Non c'è traccia da seguire, solo tratturi senza un navigatore. Il rimpasto alla Regione Abruzzo sembra come quelle passeggiate iniziate su una statale e finite in stradine impraticabili. Annunci, scopi, obiettivi che in un battito di ciglia si tramutano in un nulla di fatto. Ma con, nel mezzo, una macchina da gestire che muove 3 miliardi di euro: mica noccioline.
E allora, vedere che Giorgio D'Ignazio è un nuovo assessore della Giunta regionale, in sostituzione di uno tra i due dimissionari Andrea Gerosolimo di Abruzzo Civico e Donato Di Matteo di Regione Facile, non ha un vulnus in sé: ci mancherebbe. Qui facciamo analisi politica, non critiche personali.

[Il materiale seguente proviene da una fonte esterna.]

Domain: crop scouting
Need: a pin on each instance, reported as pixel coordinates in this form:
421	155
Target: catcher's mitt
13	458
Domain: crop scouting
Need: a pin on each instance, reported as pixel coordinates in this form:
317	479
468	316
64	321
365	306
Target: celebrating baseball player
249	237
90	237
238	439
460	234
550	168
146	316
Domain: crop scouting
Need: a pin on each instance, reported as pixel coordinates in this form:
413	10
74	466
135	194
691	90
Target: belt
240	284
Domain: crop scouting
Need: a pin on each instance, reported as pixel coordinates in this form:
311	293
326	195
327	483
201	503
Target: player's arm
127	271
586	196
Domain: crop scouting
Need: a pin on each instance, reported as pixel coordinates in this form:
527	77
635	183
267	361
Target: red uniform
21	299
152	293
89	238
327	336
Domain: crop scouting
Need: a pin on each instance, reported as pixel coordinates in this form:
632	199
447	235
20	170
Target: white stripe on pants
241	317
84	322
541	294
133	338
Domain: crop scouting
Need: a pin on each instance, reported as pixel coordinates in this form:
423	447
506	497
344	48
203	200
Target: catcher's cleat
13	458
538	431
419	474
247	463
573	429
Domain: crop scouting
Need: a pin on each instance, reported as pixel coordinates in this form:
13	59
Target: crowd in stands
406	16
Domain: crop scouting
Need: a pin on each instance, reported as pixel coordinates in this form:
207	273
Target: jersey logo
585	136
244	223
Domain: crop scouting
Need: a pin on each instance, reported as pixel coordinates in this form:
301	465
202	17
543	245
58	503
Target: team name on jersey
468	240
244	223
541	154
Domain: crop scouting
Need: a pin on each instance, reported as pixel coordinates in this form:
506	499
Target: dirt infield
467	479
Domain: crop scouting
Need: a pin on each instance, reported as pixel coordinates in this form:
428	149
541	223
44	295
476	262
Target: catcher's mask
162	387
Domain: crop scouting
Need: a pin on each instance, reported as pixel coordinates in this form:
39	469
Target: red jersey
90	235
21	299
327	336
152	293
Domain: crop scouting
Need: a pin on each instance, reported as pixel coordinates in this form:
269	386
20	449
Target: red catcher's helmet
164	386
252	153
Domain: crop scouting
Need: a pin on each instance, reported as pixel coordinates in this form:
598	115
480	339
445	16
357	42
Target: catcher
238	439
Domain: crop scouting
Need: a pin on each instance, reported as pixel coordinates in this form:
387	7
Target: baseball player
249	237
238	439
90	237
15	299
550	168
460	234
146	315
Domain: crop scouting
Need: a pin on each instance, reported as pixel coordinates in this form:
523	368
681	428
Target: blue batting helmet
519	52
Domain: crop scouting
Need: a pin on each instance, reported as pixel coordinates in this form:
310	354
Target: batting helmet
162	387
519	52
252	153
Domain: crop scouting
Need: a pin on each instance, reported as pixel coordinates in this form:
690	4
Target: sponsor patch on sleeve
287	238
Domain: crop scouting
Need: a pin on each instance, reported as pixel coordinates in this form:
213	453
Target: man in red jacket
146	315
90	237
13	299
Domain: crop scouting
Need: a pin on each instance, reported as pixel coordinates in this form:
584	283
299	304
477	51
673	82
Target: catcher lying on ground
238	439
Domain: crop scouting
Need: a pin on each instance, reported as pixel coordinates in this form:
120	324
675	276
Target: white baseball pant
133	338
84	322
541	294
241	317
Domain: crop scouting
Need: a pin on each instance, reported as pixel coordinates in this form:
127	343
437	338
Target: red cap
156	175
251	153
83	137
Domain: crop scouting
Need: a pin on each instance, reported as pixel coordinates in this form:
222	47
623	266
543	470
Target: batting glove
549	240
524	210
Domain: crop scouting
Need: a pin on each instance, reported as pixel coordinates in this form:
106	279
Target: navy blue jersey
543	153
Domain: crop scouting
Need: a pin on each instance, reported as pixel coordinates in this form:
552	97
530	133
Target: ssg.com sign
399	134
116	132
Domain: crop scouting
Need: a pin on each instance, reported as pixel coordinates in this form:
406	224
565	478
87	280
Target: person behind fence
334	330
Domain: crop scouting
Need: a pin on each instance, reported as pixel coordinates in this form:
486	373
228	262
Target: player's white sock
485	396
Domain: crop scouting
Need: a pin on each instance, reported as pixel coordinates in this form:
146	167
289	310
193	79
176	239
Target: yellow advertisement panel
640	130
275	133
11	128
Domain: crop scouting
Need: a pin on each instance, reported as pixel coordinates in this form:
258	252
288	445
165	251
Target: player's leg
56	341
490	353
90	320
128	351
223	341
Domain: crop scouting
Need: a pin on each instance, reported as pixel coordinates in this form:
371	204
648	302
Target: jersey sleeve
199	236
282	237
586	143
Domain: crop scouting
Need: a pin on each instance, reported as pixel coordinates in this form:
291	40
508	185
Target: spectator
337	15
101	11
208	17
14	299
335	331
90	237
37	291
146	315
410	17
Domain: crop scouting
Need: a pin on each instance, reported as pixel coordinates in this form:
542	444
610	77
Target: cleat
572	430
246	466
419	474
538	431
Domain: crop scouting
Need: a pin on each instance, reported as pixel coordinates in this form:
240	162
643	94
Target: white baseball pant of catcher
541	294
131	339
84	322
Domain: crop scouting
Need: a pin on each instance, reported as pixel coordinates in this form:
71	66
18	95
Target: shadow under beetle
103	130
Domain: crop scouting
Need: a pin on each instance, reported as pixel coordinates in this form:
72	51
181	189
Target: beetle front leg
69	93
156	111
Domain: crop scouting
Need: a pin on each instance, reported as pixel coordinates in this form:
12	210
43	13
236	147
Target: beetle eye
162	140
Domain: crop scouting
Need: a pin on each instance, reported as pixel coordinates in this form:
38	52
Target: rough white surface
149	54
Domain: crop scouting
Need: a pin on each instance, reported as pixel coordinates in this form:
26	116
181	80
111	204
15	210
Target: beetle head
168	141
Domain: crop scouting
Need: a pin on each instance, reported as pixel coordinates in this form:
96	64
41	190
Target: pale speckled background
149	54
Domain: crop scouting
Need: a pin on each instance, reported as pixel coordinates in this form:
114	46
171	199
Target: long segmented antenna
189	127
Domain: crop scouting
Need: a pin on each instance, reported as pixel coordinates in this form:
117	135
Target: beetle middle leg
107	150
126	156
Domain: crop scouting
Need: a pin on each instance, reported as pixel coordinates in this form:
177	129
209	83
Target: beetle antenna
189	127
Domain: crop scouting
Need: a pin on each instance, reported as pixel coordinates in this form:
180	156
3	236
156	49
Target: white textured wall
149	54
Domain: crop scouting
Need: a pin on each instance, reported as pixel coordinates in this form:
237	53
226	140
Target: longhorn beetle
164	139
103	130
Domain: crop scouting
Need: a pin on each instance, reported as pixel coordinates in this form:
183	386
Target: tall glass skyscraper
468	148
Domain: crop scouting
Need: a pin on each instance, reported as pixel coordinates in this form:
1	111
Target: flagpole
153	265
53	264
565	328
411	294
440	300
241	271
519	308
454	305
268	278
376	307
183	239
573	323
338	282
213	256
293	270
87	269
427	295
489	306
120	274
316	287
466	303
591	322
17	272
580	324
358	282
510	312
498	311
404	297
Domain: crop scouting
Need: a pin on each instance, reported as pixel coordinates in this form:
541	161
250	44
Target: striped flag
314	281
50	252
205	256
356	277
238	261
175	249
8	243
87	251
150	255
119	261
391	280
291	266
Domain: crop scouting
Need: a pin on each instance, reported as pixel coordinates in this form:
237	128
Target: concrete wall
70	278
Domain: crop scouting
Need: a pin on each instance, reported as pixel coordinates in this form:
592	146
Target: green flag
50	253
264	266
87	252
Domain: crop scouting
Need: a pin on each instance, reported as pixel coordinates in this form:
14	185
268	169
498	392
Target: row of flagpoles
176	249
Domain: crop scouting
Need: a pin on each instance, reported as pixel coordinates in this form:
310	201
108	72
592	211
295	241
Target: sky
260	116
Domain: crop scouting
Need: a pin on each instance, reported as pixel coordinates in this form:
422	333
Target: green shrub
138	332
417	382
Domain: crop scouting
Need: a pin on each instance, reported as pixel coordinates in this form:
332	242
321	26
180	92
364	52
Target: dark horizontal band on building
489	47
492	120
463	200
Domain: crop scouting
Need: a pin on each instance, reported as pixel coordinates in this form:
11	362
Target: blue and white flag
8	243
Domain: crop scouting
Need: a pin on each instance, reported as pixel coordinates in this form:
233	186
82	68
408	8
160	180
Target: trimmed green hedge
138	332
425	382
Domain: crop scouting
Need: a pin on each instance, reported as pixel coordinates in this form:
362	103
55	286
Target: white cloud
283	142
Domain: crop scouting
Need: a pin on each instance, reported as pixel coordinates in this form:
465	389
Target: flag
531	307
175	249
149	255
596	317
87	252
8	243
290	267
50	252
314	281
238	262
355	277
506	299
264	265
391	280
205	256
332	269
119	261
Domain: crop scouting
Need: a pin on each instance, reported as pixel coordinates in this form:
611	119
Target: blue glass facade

Ma presenta un aspetto metodologico che, ancora una volta, conferma tutte le perplessità sul manico gestionale: imbarcare per allargare e non anche per migliorare o per strutturare una visione è un errore blu.
A guidare la scelta di profili e di mosse su questo scacchiere ormai a un passo dalla disgregazione è la confusione e la paura. La paura di non aver mantenuto le promesse, di aver scelto di mollare il territorio perché sprovvisti di sufficiente spinta propulsiva, di aver puntato non solo sul cavallo sbagliato ma anche su un fantino un po'imbarazzato che non riesce proprio a galoppare, perché forse più ronzino del suo quadrupede.
E la conferma di una paura che ormai è faro amministrativo la si trova anche nella girandola di nomi che, a corredo, stanno prevalendo su scelte, strategie, intenzioni e visioni.
Nulla di cui stupirsi, intendiamoci: se ci fossero stati statisti a decidere, l'Abruzzo non sarebbe a questo punto del guado. Questo è certo.